2009-09-21

Life Isn't A Zero Sum Game

Excerpts from "Illiberal Beliefs" segment at Le Quebecois Libre:

[...]And yet, many continue to believe that in a (relatively) free and open marketplace, if a company gets rich, it is surely because it has ripped off its customers. The grain of truth that makes this flawed interpretation seem plausible is that some companies curry favour with governments, hence circumventing the need to compete fairly for consumers' dollars.

Along a similar vein, some people imagine that today's rich nations got rich at the expense of those nations that remain poor to this day. Again, there is a grain of truth that gives this argument its force. The governments of some powerful nations and their cronies have exploited and continue to exploit people in poorer, weaker nations, and in the past, this was indeed the primary way some predatory nations got rich. Still, it doesn't take a libertarian to see the flaw in this line of thinking. No less an advocate of redistribution on a planetary scale than Jeffrey Sachs skewers the notion that today's rich got rich by stealing from the poor. In The End of Poverty, he writes, "This interpretation of events would be plausible if gross world product had remained roughly constant, with a rising share going to the powerful regions and a declining share going to the poorer regions. However, this is not at all what happened." Instead, Sachs tells us, in the last two hundred years, "Gross world product rose nearly fiftyfold." If it were only, or even primarily, a matter of exploitation, where would all of that extra wealth have come from? Sachs concludes, "The key fact of modern times is not the transfer of income from one region to another, by force or otherwise, but rather the overall increase in world income, but at a different rate in different regions.[...]
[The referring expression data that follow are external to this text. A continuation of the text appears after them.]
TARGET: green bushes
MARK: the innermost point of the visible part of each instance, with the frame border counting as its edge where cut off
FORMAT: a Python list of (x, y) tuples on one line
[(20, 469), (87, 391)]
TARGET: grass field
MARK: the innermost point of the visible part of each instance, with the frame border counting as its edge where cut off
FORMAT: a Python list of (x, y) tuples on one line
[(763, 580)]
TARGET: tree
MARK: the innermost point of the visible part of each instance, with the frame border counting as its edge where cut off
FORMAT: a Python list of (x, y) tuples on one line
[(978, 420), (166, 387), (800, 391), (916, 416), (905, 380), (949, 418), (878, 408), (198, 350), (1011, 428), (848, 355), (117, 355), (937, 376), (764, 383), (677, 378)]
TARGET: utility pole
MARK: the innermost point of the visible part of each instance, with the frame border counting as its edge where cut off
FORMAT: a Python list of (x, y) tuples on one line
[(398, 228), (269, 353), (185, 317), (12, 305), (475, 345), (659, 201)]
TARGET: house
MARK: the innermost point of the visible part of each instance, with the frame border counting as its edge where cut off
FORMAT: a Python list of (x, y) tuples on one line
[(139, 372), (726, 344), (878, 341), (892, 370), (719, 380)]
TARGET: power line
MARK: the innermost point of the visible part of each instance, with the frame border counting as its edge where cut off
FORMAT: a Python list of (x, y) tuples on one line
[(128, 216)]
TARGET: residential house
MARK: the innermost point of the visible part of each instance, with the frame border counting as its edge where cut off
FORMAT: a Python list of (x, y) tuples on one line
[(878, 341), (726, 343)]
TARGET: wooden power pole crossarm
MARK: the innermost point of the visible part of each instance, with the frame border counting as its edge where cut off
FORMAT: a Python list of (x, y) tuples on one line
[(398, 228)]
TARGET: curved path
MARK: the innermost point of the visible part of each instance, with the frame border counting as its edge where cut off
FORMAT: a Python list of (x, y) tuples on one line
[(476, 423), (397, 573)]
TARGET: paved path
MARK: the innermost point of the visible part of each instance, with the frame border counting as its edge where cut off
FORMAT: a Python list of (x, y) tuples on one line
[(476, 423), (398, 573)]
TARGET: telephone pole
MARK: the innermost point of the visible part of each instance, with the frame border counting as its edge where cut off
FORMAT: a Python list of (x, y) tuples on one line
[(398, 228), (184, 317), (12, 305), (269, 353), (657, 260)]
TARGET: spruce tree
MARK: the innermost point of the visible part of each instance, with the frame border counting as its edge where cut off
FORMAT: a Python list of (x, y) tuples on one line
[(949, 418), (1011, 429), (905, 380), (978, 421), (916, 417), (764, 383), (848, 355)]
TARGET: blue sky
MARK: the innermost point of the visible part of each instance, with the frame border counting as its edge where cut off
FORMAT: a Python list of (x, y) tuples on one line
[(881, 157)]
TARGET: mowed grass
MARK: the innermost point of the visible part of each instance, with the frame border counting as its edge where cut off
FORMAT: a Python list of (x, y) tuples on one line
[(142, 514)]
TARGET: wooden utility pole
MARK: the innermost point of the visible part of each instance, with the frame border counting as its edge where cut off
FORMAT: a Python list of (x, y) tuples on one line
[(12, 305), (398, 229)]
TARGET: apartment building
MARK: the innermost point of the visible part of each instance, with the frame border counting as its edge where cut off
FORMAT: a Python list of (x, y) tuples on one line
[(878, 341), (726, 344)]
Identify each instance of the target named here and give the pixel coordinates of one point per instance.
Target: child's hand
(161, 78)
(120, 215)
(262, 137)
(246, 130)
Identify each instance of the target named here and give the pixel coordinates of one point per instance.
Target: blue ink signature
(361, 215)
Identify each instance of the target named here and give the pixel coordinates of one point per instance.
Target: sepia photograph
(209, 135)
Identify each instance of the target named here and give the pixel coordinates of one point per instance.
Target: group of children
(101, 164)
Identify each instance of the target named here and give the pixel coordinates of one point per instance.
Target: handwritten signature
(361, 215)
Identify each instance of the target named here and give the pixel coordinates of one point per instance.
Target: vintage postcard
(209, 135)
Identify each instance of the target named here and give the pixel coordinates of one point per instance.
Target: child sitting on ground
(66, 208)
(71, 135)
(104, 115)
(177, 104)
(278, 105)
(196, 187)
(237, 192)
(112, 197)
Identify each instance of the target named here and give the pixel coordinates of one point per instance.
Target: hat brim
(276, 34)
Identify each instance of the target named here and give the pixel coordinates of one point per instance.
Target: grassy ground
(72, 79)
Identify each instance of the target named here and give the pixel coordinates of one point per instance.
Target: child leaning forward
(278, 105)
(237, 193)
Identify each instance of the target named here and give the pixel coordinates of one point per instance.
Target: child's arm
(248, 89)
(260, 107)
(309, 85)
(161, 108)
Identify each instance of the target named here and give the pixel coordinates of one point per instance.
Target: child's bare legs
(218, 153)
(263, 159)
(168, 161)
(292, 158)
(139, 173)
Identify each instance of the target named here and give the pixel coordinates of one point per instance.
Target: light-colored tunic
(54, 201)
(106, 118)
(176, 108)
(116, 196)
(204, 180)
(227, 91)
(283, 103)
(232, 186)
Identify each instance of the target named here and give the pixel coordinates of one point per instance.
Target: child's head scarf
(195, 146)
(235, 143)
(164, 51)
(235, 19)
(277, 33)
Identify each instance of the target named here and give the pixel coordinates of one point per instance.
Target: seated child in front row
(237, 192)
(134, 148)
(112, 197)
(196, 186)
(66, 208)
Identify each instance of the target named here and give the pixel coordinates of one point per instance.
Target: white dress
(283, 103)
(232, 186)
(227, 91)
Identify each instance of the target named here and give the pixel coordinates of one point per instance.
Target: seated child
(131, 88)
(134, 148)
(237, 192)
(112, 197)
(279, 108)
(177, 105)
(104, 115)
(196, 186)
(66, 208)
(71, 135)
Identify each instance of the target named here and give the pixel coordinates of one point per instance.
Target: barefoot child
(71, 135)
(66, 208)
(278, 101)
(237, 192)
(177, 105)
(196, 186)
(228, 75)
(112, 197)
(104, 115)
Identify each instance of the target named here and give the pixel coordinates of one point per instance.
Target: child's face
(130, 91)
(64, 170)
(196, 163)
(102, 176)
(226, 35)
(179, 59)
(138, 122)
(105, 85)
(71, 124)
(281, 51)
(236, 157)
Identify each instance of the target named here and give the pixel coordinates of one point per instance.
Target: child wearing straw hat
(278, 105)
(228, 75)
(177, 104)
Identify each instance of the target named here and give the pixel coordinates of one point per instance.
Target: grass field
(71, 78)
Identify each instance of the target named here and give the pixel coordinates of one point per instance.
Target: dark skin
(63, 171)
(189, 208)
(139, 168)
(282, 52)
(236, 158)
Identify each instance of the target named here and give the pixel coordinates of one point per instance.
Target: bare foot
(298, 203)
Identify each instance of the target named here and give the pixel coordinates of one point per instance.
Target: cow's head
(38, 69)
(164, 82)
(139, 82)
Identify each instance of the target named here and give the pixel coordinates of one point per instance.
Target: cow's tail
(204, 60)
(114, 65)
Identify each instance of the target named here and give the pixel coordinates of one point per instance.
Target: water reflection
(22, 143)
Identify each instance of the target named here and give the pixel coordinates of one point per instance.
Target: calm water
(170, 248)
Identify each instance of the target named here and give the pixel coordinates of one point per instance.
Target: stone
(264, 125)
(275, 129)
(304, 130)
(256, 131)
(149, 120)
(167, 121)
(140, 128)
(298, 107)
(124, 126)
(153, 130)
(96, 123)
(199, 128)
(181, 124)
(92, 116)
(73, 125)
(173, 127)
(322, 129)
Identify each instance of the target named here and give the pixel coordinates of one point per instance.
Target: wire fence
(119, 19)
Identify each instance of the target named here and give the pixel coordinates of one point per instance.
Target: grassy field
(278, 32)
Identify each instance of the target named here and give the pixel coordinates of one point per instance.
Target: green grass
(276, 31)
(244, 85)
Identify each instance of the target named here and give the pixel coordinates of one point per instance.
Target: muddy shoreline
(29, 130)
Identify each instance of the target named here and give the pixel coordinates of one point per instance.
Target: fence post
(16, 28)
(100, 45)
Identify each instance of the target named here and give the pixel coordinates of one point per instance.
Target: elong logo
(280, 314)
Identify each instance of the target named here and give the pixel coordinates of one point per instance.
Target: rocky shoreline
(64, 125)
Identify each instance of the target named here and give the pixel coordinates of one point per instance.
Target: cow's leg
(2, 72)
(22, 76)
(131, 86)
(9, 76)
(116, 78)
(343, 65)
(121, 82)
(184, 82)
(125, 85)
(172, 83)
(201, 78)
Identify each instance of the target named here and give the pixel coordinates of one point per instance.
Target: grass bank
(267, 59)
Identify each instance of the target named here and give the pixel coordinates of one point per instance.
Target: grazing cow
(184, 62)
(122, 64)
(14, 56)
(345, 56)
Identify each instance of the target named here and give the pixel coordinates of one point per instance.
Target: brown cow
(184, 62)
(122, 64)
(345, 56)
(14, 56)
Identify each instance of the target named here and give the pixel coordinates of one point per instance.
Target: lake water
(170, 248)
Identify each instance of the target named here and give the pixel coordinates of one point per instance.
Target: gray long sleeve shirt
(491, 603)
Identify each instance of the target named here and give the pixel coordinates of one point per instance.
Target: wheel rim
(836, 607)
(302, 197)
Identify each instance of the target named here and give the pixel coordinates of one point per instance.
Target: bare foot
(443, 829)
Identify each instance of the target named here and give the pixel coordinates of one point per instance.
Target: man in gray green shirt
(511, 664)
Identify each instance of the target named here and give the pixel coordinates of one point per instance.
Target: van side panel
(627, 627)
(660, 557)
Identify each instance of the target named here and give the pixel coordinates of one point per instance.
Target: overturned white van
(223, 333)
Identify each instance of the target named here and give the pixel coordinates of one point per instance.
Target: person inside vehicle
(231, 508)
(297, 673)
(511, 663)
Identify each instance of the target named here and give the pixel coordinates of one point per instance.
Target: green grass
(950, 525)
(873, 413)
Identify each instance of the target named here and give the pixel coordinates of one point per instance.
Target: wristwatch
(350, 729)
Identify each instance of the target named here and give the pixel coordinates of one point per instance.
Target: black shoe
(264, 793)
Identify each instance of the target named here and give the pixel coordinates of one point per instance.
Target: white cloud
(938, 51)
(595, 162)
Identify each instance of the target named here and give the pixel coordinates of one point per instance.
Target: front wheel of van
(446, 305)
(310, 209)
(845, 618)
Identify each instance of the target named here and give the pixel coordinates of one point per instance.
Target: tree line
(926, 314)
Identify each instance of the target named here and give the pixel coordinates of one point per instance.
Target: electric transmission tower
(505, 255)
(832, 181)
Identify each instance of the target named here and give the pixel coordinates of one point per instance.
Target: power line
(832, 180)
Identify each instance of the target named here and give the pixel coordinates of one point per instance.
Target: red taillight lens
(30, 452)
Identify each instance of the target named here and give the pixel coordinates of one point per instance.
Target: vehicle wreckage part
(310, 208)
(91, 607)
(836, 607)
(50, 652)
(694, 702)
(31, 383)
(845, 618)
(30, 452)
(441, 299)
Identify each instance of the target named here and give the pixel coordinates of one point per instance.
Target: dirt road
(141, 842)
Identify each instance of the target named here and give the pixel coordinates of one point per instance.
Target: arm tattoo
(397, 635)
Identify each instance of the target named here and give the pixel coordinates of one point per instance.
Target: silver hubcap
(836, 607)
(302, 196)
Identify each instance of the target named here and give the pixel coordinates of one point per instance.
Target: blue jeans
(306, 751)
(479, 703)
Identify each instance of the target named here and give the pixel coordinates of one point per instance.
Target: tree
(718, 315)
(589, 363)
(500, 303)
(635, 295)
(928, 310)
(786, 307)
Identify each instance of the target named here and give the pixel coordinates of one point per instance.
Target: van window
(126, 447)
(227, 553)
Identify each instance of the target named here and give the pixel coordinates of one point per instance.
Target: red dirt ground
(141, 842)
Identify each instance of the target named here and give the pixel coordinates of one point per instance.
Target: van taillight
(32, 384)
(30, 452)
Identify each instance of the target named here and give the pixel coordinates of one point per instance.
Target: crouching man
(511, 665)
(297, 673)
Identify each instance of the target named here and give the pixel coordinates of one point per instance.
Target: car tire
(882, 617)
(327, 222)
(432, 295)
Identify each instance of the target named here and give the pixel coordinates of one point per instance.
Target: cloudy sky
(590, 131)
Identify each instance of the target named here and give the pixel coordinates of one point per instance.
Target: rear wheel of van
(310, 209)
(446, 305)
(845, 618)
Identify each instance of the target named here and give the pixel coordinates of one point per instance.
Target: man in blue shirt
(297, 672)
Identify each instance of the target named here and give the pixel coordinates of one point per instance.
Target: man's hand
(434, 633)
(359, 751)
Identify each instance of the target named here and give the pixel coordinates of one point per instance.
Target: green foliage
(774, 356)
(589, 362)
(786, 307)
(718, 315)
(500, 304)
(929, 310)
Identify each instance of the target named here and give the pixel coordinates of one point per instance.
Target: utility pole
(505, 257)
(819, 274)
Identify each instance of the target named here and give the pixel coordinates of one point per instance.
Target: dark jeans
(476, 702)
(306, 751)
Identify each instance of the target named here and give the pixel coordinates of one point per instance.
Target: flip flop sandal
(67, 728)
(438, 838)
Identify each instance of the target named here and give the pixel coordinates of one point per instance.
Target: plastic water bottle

As I've said before, it's all the rage to bash capitalism. Now we're presented with the notion it must be "reigned" in and the government is the right entity to do that.

Of course.

The concept of liberty is so alien to people it's considered "radical." Or we actually believe ourselves to be free. We're not.

There's a difference between government growing in proportion to population growth (which is normal and acceptable) and it stretching its powers into areas it need not to (which is not acceptable).